The daily dish... a spicy serving of celebrity news
Unexpectedally…
Roman Polanski’s arrest has caused his victim health problems and job worries, and she just wants to be left alone, her attorney wrote in a court filing.
Attorney Lawrence Silver says Samantha Geimer is urging a California appeals court to dismiss the criminal case against the “Chinatown” director.
The filing with the 2nd District Court of Appeal on Friday said Geimer and Silver have received nearly 500 media calls seeking comment since Polanski was arrested in Switzerland on Sept. 26.
Geimer, who long ago identified herself publicly, and her family have to contend with such pressure whenever Polanski is in the news, the six-page filing said.
“The pursuit has caused her to have health-related issues,” it said. “The pursuit has caused her performance at her job to be interfered with and has caused the understandable displeasure of her employer and the real possibility that Samantha could lose her job.”

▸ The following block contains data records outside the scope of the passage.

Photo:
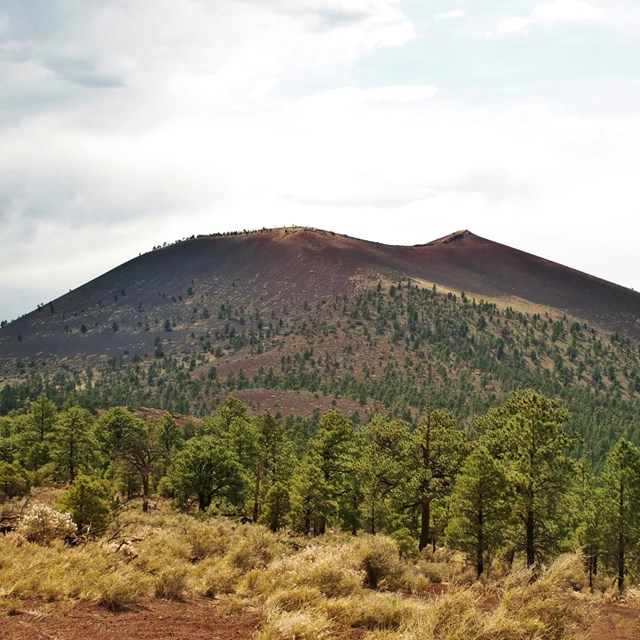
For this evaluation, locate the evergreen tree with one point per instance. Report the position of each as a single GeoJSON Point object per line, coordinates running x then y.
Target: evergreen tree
{"type": "Point", "coordinates": [333, 451]}
{"type": "Point", "coordinates": [620, 498]}
{"type": "Point", "coordinates": [381, 470]}
{"type": "Point", "coordinates": [39, 434]}
{"type": "Point", "coordinates": [205, 470]}
{"type": "Point", "coordinates": [73, 448]}
{"type": "Point", "coordinates": [313, 500]}
{"type": "Point", "coordinates": [437, 451]}
{"type": "Point", "coordinates": [527, 435]}
{"type": "Point", "coordinates": [479, 508]}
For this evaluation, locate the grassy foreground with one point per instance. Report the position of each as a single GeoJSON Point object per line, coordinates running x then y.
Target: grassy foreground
{"type": "Point", "coordinates": [308, 588]}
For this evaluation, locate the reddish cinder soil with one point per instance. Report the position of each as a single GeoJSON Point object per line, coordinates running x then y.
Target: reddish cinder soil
{"type": "Point", "coordinates": [199, 619]}
{"type": "Point", "coordinates": [152, 620]}
{"type": "Point", "coordinates": [615, 622]}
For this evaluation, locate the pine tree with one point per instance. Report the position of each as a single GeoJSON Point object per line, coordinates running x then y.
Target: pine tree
{"type": "Point", "coordinates": [437, 451]}
{"type": "Point", "coordinates": [333, 452]}
{"type": "Point", "coordinates": [73, 448]}
{"type": "Point", "coordinates": [40, 424]}
{"type": "Point", "coordinates": [527, 435]}
{"type": "Point", "coordinates": [479, 508]}
{"type": "Point", "coordinates": [620, 498]}
{"type": "Point", "coordinates": [381, 469]}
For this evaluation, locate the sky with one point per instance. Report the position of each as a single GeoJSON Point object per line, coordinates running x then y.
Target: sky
{"type": "Point", "coordinates": [128, 123]}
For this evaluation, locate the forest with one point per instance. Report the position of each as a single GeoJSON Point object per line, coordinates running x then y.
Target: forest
{"type": "Point", "coordinates": [505, 488]}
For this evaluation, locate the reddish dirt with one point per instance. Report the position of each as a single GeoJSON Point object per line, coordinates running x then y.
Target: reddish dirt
{"type": "Point", "coordinates": [200, 619]}
{"type": "Point", "coordinates": [153, 620]}
{"type": "Point", "coordinates": [615, 622]}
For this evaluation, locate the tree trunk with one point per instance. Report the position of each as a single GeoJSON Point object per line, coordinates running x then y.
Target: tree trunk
{"type": "Point", "coordinates": [425, 520]}
{"type": "Point", "coordinates": [256, 493]}
{"type": "Point", "coordinates": [480, 547]}
{"type": "Point", "coordinates": [530, 539]}
{"type": "Point", "coordinates": [145, 492]}
{"type": "Point", "coordinates": [621, 545]}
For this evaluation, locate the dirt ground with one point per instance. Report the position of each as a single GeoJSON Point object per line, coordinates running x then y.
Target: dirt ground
{"type": "Point", "coordinates": [155, 619]}
{"type": "Point", "coordinates": [200, 619]}
{"type": "Point", "coordinates": [615, 622]}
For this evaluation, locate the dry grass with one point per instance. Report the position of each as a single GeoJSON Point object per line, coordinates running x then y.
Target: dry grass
{"type": "Point", "coordinates": [310, 588]}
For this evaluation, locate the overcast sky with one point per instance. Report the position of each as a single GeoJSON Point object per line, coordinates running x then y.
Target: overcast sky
{"type": "Point", "coordinates": [125, 124]}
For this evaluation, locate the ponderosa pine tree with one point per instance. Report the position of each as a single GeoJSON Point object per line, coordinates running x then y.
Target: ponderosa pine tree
{"type": "Point", "coordinates": [313, 500]}
{"type": "Point", "coordinates": [527, 435]}
{"type": "Point", "coordinates": [40, 427]}
{"type": "Point", "coordinates": [205, 469]}
{"type": "Point", "coordinates": [620, 479]}
{"type": "Point", "coordinates": [333, 451]}
{"type": "Point", "coordinates": [479, 508]}
{"type": "Point", "coordinates": [73, 447]}
{"type": "Point", "coordinates": [437, 451]}
{"type": "Point", "coordinates": [381, 469]}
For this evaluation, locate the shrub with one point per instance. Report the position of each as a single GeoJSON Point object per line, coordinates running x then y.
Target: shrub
{"type": "Point", "coordinates": [379, 558]}
{"type": "Point", "coordinates": [172, 582]}
{"type": "Point", "coordinates": [299, 625]}
{"type": "Point", "coordinates": [43, 525]}
{"type": "Point", "coordinates": [116, 590]}
{"type": "Point", "coordinates": [215, 576]}
{"type": "Point", "coordinates": [88, 502]}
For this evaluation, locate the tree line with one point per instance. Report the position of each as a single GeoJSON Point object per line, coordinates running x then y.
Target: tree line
{"type": "Point", "coordinates": [504, 488]}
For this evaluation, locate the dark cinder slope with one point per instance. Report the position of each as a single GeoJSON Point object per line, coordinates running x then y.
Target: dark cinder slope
{"type": "Point", "coordinates": [127, 308]}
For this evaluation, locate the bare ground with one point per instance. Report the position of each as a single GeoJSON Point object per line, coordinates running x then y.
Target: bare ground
{"type": "Point", "coordinates": [154, 619]}
{"type": "Point", "coordinates": [200, 619]}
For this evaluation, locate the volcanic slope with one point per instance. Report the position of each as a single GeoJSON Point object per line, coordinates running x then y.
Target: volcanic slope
{"type": "Point", "coordinates": [291, 266]}
{"type": "Point", "coordinates": [295, 318]}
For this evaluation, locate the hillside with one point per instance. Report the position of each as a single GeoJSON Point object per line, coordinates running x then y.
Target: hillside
{"type": "Point", "coordinates": [295, 319]}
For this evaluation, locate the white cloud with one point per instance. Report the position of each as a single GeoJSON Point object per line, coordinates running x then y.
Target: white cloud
{"type": "Point", "coordinates": [514, 25]}
{"type": "Point", "coordinates": [568, 11]}
{"type": "Point", "coordinates": [555, 11]}
{"type": "Point", "coordinates": [451, 15]}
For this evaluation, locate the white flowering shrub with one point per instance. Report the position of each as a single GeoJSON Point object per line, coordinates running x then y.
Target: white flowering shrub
{"type": "Point", "coordinates": [42, 524]}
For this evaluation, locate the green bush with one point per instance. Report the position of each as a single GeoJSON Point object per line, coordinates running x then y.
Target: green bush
{"type": "Point", "coordinates": [88, 500]}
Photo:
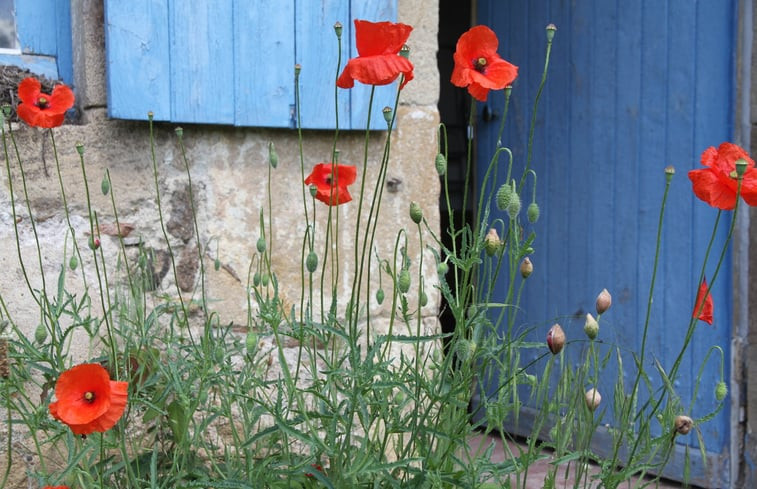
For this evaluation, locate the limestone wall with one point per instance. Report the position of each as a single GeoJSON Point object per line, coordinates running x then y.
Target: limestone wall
{"type": "Point", "coordinates": [229, 168]}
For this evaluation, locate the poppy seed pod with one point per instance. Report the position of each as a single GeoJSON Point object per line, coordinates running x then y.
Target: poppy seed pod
{"type": "Point", "coordinates": [441, 164]}
{"type": "Point", "coordinates": [604, 301]}
{"type": "Point", "coordinates": [504, 194]}
{"type": "Point", "coordinates": [592, 399]}
{"type": "Point", "coordinates": [721, 390]}
{"type": "Point", "coordinates": [683, 424]}
{"type": "Point", "coordinates": [526, 267]}
{"type": "Point", "coordinates": [591, 327]}
{"type": "Point", "coordinates": [555, 339]}
{"type": "Point", "coordinates": [416, 214]}
{"type": "Point", "coordinates": [492, 242]}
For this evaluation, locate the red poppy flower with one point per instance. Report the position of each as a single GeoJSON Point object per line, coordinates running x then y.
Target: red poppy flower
{"type": "Point", "coordinates": [88, 400]}
{"type": "Point", "coordinates": [40, 109]}
{"type": "Point", "coordinates": [329, 190]}
{"type": "Point", "coordinates": [707, 308]}
{"type": "Point", "coordinates": [717, 183]}
{"type": "Point", "coordinates": [378, 61]}
{"type": "Point", "coordinates": [477, 64]}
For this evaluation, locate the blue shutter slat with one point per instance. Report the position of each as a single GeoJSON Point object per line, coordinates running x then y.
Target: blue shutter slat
{"type": "Point", "coordinates": [264, 63]}
{"type": "Point", "coordinates": [317, 52]}
{"type": "Point", "coordinates": [202, 67]}
{"type": "Point", "coordinates": [384, 96]}
{"type": "Point", "coordinates": [136, 35]}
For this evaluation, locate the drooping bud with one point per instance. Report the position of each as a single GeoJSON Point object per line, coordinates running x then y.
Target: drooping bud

The filing seeks dismissal of the case against Polanski and ends with a request: “Leave her alone.”
Geimer has frequently lobbied for an end to the case.
The latest statement filed on her behalf asks a Superior Court judge to rule on a previous motion to dismiss the case.
The Academy Award-winning director is resisting efforts to return him to Los Angeles.
Taking a stand…
“Crash” director Paul Haggis has severed his ties with the Church of Scientology, in part because of the organization’s stance against gay marriage.
Haggis wrote a letter addressed to Tommy Davis, the head of Scientology’s Celebrity Centre. In it, Haggis said he was disappointed by the church’s tacit denial of gay rights and its backing of California’s gay marriage ban.
The 56-year-old Haggis, who won an Oscar in 2005 for co-writing “Crash,” said he was quitting the church after 35 years.
“I could not, in good conscience, be a member of an organization where gay-bashing was tolerated,” Haggis wrote.
The filmmaker said that he was promised that action would be taken but that he was frustrated after time passed.
“Silence is consent, Tommy,” Haggis wrote. “I refuse to consent.”
View from the stage…
Scarlett Johansson will star opposite Liev Schreiber early next year in a Broadway revival of Arthur Miller’s “A View From the Bridge.”
Producer Stuart Thompson says the production will open Jan. 24 at the Cort Theater. Previews begin Dec. 28.
Schreiber will portray a Brooklyn longshoreman who is obsessed with his 17-year-old niece, played by Johansson. The revival will be Johansson’s Broadway debut.
Schreiber won a Tony Award for his performance in the 2005 revival of David Mamet’s “Glengarry Glen Ross.”